Let the First even natural numbers be  `x `

Therefore, consecutive even natural numbers be `x + 2`

Sum of squares of these two consecutive even natural numbers is 244 

\[x^2 + \left( x + 2 \right)^2 = 244\]

\[ \Rightarrow x^2 + x^2 + 4 + 4x = 244\]

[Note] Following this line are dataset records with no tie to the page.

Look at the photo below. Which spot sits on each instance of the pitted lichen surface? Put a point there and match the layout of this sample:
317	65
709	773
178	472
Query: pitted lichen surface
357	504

\[ \Rightarrow 2 x^2 + 4x - 240 = 0\]

\[ \Rightarrow x^2 + 2x - 120 = 0\]        ....(Dividing both sides by 2)

\[ \Rightarrow x = \frac{- b \pm \sqrt{b^2 - 4ac}}{2a}\]

\[ \Rightarrow x = \frac{- 2 \pm \sqrt{2^2 - 4 \times 1 \times \left( - 120 \right)}}{2}\]

\[ \Rightarrow x = \frac{- 2 \pm \sqrt{4 + 480}}{2}\] 

\[\Rightarrow x = \frac{- 2 \pm \sqrt{484}}{2}\]

\[ \Rightarrow x = \frac{- 2 \pm 22}{2}\]

\[ \Rightarrow x = \frac{- 2 + 22}{2}, \frac{- 2 - 22}{2}\]

\[ \Rightarrow x = \frac{20}{2}, \frac{- 24}{2}\]

\[ \Rightarrow x = 10, - 12\] 

But the natural number cannot be negative so, 
The two numbers are 10 and 10 + 2 = 12.